N: 0.0100% or less, preferably 0.0080% or less As described above, N reacts with Ti exceeding 0.20% to produce TiN or TiCN, thereby inhibiting machinability. Therefore, N is set to 0.0100% or less, preferably 0.0080% or less.

Si: 0.03 to 1.00%, preferably 0.05 to 0.40%
Si is an element necessary for deoxidation. If Si is less than 0.03%, the effect is not sufficient, and if it exceeds 1.00%, the hardness of the material increases and machining such as machinability and forgeability. Inhibits sex. Therefore, Si is 0.03 to 1.00%, preferably 0.05 to 0.40%.

Mn: 0.20 to 1.00%, preferably 0.25 to 0.70%
Mn is an element necessary for ensuring hardenability. If Mn is less than 0.20%, the effect is not sufficient. If it exceeds 1.00%, the hardness of the material increases and machinability, forgeability, etc. Impairs the processability of Therefore, Mn is 0.20 to 1.00%, preferably 0.25 to 0.70%.

S: 0.001 to 0.030%, preferably 0.003 to 0.020%
S is an element effective for ensuring machinability. If S is less than 0.001%, the effect is not sufficient, preferably 0.003% or more is required, and if it exceeds 0.030%, Interworkability is hindered and fatigue strength deteriorates. Therefore, S is 0.001 to 0.030%, preferably 0.003 to 0.020%.

Al: 0.003 to 0.050%
Al is an element necessary for deoxidation at the time of steelmaking.
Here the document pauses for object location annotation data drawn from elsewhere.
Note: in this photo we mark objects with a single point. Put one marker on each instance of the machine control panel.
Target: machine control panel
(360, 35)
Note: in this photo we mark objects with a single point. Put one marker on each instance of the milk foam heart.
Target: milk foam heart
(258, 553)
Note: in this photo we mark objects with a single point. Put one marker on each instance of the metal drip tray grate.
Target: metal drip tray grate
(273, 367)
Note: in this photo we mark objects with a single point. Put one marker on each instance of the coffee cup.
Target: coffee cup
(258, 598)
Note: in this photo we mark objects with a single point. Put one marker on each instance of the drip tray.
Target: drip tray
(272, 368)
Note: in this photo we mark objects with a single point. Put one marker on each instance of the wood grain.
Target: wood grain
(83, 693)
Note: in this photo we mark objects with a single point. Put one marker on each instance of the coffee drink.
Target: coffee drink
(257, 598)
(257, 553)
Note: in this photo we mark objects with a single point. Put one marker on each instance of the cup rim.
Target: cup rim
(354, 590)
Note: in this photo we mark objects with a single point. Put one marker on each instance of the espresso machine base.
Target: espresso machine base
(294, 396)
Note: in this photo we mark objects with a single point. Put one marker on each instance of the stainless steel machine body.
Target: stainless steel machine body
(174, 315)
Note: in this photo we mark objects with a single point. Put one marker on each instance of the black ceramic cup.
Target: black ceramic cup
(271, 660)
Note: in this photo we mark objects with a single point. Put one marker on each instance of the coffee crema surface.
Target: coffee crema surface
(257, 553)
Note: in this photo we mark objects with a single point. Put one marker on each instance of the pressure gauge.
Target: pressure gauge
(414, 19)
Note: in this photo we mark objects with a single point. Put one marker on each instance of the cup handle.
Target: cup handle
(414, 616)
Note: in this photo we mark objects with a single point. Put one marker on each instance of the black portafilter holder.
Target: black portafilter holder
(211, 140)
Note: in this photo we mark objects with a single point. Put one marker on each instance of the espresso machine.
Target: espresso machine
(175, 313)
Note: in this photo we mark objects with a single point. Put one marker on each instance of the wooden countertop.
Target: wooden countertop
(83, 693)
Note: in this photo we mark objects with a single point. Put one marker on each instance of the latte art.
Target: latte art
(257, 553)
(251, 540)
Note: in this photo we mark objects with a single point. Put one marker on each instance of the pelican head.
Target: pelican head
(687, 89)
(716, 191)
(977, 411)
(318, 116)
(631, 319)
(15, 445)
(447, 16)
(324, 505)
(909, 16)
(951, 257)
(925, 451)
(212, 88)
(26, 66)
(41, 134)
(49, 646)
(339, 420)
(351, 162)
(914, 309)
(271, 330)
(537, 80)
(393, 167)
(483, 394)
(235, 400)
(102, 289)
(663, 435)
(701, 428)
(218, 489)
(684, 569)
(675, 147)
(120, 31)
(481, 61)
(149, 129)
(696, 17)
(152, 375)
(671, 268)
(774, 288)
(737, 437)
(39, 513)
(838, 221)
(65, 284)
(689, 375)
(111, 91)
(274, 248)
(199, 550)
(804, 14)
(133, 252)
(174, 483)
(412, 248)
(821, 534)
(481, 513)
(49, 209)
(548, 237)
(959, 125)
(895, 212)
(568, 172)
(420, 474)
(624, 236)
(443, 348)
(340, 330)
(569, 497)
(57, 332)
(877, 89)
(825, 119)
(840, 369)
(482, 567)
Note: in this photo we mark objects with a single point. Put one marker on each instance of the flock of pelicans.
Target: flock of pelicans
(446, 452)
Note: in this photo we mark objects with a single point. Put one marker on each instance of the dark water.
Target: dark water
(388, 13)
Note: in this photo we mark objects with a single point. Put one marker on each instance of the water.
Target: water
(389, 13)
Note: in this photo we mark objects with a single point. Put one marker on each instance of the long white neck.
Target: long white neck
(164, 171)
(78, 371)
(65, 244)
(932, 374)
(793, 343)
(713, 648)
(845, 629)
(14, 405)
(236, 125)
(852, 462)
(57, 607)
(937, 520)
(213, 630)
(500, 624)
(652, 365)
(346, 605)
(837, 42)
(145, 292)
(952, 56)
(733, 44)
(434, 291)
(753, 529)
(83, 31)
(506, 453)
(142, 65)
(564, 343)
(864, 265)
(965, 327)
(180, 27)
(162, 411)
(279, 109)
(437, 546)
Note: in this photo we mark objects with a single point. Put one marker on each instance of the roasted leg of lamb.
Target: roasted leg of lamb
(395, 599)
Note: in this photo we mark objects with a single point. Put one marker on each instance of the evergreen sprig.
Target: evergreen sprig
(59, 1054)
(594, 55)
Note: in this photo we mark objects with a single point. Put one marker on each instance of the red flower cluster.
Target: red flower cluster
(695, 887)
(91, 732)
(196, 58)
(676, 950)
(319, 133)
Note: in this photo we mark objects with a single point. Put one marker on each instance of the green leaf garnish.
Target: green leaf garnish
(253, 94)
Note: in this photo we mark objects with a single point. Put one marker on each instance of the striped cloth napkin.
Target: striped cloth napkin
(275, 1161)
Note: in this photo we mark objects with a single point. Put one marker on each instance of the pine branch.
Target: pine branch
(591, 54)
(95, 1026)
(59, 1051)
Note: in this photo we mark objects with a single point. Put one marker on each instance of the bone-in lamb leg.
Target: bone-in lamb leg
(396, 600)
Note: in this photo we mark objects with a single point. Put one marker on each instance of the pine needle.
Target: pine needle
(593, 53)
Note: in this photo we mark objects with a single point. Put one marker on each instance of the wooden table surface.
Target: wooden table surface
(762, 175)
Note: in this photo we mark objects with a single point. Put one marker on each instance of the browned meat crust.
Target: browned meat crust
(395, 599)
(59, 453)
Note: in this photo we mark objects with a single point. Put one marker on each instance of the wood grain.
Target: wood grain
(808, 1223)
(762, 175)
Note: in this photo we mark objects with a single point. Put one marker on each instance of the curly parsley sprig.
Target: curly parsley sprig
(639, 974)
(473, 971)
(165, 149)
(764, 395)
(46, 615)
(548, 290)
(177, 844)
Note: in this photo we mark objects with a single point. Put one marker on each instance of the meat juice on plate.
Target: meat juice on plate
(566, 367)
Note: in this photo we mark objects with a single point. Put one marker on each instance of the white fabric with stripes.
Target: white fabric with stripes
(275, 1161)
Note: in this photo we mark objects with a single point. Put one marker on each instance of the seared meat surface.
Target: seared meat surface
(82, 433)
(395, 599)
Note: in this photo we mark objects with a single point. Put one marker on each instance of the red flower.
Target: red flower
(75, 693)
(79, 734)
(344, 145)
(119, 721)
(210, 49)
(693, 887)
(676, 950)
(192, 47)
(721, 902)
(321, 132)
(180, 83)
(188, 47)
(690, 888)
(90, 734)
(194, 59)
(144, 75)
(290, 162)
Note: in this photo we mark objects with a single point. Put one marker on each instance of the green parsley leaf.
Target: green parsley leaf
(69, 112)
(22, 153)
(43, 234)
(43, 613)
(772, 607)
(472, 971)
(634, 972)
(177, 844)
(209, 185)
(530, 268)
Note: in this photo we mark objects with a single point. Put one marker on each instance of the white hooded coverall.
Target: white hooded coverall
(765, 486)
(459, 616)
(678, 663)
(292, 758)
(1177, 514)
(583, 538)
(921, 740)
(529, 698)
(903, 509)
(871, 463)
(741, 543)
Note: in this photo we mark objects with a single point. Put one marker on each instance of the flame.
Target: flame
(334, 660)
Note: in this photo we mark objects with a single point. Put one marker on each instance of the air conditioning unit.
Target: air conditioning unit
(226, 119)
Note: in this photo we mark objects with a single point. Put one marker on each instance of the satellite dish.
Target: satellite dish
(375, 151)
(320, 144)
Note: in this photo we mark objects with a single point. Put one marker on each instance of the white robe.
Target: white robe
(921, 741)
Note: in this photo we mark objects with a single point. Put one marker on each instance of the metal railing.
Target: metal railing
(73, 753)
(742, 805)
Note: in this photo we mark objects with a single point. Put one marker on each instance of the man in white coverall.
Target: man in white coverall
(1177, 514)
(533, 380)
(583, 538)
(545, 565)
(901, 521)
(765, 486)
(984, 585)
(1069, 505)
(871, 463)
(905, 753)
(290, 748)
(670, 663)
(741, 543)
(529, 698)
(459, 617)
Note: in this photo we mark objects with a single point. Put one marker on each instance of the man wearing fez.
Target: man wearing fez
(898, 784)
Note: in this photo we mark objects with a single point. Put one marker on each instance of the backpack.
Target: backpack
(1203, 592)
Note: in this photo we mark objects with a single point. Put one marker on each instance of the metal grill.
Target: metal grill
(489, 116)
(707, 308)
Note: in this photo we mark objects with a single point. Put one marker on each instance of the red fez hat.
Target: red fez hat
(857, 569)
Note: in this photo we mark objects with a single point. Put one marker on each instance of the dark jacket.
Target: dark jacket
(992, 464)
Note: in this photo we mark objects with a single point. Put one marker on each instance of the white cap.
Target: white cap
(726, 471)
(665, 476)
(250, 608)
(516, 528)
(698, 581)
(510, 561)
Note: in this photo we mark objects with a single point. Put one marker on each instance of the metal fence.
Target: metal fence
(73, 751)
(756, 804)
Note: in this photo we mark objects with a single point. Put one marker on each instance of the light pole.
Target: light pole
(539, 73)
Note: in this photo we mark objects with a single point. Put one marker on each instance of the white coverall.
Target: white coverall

If it is 0.003% or less, deoxidation is insufficient, and if it exceeds 0.050%, nonmetallic inclusions are generated and fatigue strength decreases. Therefore, Al is made 0.003 to 0.050%.

P: 0.025% or less P is an impure component and embrittles the grain boundary of the carburized part. Therefore, P is set to 0.025% or less.

O: 0.0030% or less O generates various non-metallic inclusions and embrittles the grain boundaries of the carburized parts, so O is made 0.0030% or less.

  Cr, Ni, Mo, B, V, Nb: selectively 1 type or 2 types or more.

Cr: 0.15-2.00%
Cr is an element necessary for ensuring hardenability and improving toughness. If Cr is less than 0.15%, the effect is not sufficient, and if it exceeds 2.00%, the hardness of the material increases and machinability. And workability such as forgeability is hindered. Therefore, Cr is made 0.15 to 2.00%.

Ni: 0.10 to 2.00%
Ni is an element effective for improving toughness. However, if Ni is less than 0.10%, the effect is not obtained, and if it exceeds 2.00%, the hardness of the material is increased, and workability such as machinability and forgeability is hindered, resulting in an increase in cost. Therefore, Ni is set to 0.10 to 2.00%.

Mo: 0.03-0.30%
Mo is an element effective for improving toughness, but if it is less than 0.03%, there is no effect. On the other hand, if the Mo content exceeds 0.30%, the hardness of the material increases, which obstructs workability such as machinability and forgeability, and increases costs. Therefore, Mo is 0.03 to 0.30%.

B: 0.0001 to 0.0020%
B is an element effective for improving the hardenability, but if it is less than 0.0001%, there is no effect, and if it exceeds 0.0020%, the effect is saturated. Therefore, B is made 0.0001 to 0.0020%.

V: 0.01-0.20%
V is an element effective for improving the toughness by refining crystal grains. However, if it is less than 0.01%, there is no effect, and if it exceeds 0.20%, the effect of crystal grain refining is saturated and the cost increases. Therefore, V is set to 0.01 to 0.20%.

Nb: 0.01 to 0.15%
Nb is an element effective for improving the toughness by refining crystal grains. However, if it is less than 0.01%, there is no effect, and if it exceeds 0.15%, the effect of crystal grain refining is saturated and the cost increases. Therefore, Nb is set to 0.01 to 0.15%.

When the diameter of round cast slab and round steel ingot is 23 cm or less, or the short side of square cast steel piece or square steel ingot is 23 cm or less, when the diameter of round cast slab and round steel ingot or the short side of square cast steel ingot or square steel ingot exceeds 23 cm, TiN Further, the size of inclusions of TiCN and TiCN is increased, which adversely affects machinability. Therefore, the size of inclusions TiN and TiCN can be reduced by casting into a cast steel piece or steel ingot having a diameter or short side of 23 cm or less, and the adverse effect on machinability can be reduced. Therefore, the diameter of the round slab and round steel ingot is 23 cm or less, or the short side of the square cast steel piece or square steel ingot is 23 cm or less.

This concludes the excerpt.